L'apprentissage et la formation professionnelle font partie des principaux chantiers sociaux du quinquennat d'Emmanuel Macron. C'est ce qui explique l'engouement du président de la République pour les WorldSkills ?

Le président a connu les WorldSkills en 2017, à Abu Dhabi. Quand il est arrivé au pouvoir avec une refonte totale du système de formation professionnelle, il nous a logiquement beaucoup soutenu. Mais sa réforme, aussi fondamentale soit-elle, a été beaucoup sur les institutions, le financement. Maintenant, ce sont les mentalités qu'il faut changer et valoriser la voie professionnelle qui permet d'offrir des perspectives d'emploi réelles et intéressantes.

Ce changement de culture est-il tangible ?

Pendant très longtemps, le travail manuel a été dévalorisé au profit des études intellectuelles. Changer l’image de ces métiers va prendre du temps. Pas mal de parents et d'enseignants pensent encore que le succès ne passe que par les études universitaires. Je me souviens d'une fille qui m'a dit qu'elle rêvait de faire un CAP charcuterie. Mais avec un papa médecin et une maman professeur, c'était un peu compliqué. "Tu ne veux pas trouver autres chose plutôt ?" lui disaient ses parents. Au final, elle a été vice-championne du monde de pâté en croûte. Nous, on est là pour susciter des vocations et valoriser le travail manuel.

Quand Emmanuel Macron dit qu'il suffit de traverser la rue pour trouver un travail, a-t-il raison ou a-t-il tort ? 

Il n'a peut-être pas terminé sa phrase.... Ce qu'il a voulu dire, je pense, c'est qu'on est dans un pays avec des centaines de milliers de postes à pourvoir et des centaines de milliers de chômeurs. L'idée, c'est de trouver l'adéquation entre les eux. Mais avant que la personne ne traverse la rue, elle doit se former. Après seulement, elle peut traverser la rue pour trouver un travail.  L'emploi et la formation, c'est une cause nationale, c'est ça derrière les WorldSkills.

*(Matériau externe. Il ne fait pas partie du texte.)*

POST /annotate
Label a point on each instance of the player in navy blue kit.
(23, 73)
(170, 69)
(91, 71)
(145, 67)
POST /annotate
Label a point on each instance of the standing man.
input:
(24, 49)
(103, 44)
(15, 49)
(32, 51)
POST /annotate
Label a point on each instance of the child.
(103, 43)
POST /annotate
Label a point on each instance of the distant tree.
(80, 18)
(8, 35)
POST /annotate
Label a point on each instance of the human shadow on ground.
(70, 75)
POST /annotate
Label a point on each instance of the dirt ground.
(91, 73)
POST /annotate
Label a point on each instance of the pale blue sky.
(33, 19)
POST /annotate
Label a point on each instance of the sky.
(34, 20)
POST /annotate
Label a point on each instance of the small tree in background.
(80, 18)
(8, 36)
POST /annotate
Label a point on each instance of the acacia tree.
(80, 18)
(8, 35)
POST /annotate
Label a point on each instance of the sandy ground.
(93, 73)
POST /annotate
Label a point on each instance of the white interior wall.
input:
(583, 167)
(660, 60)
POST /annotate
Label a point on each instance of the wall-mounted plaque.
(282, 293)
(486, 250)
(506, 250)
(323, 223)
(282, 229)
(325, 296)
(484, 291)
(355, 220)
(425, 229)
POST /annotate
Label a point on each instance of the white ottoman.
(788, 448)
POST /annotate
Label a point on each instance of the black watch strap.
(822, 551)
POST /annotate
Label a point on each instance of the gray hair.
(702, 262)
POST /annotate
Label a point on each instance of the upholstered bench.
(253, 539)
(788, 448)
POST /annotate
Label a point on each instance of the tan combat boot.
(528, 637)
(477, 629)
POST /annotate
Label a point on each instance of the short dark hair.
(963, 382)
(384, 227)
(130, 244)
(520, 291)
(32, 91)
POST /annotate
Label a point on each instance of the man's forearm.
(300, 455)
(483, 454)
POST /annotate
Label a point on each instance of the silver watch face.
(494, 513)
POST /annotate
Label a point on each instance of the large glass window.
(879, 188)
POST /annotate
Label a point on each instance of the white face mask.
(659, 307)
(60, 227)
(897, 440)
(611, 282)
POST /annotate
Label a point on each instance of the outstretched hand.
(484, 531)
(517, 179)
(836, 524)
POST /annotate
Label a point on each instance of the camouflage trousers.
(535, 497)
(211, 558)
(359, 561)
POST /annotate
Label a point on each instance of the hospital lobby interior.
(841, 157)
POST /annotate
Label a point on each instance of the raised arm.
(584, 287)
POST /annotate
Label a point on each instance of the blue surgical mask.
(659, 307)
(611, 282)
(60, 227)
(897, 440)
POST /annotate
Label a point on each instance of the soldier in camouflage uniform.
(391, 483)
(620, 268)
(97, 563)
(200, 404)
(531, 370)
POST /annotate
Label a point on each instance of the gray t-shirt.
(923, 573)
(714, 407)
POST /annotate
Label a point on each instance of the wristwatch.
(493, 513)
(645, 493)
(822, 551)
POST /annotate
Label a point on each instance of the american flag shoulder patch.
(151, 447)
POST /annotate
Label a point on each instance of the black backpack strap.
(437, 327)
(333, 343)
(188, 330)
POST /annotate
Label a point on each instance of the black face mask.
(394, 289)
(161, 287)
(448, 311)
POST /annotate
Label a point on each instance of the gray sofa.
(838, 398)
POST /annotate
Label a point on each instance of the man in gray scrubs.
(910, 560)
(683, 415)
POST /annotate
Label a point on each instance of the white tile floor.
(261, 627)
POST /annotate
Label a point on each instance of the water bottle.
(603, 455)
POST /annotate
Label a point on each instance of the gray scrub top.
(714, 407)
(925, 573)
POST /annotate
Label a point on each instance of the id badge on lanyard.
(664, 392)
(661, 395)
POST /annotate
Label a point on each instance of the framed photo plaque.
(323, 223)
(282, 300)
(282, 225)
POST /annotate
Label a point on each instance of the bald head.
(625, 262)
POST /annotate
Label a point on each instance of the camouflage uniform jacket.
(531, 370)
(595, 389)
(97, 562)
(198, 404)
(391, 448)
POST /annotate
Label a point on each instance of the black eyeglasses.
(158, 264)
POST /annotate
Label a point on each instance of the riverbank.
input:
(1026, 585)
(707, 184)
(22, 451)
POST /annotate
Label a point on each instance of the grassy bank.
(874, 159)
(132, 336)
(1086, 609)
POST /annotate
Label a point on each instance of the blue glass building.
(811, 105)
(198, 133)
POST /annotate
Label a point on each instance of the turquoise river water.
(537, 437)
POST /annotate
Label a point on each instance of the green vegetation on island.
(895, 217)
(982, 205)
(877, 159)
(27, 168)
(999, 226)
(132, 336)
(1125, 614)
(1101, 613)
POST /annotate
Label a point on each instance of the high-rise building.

Lors de la dernière compétition des WorlSkills, la France est arrivée à la 9e place, avec 8 médailles quand la Chine (1re) en a raflé 35 et la Russie (2e) vingt-deux. Cela témoigne-t-il d'une perte des savoir-faire français ? 

Non. La raison c'est qu'on n'a pas réussi à toucher assez de jeunes et de filières. Lors des dernières olympiades, la Chine et la Russie ont présenté 56 métiers quand la France n'en avait que 36. Forcément, les Chinois et les Russes avaient mathématiquement beaucoup plus de chances de remporter des médailles. On a de très bons réseaux dans l'artisanat, dans les centres de formation d'apprentis mais nettement moins dans l'industrie ou dans le numérique.  Je vous donne un exemple en Auvergne-Rhône-Alpes : il y a deux ans, on a touché entre deux et trois candidats par métier. C'est trop peu. Depuis 2011, Auvergne-Rhône-Alpes ne compte que 14 médaillés. C'est insuffisant et pas à la hauteur du potentiel énorme de la région. Notre challenge, pour les WorldSkills de Lyon 2023, c'est justement de présenter beaucoup plus que seulement 26 métiers. Et donc beaucoup plus de candidats. Notre ambition est d'intégrer le top 5.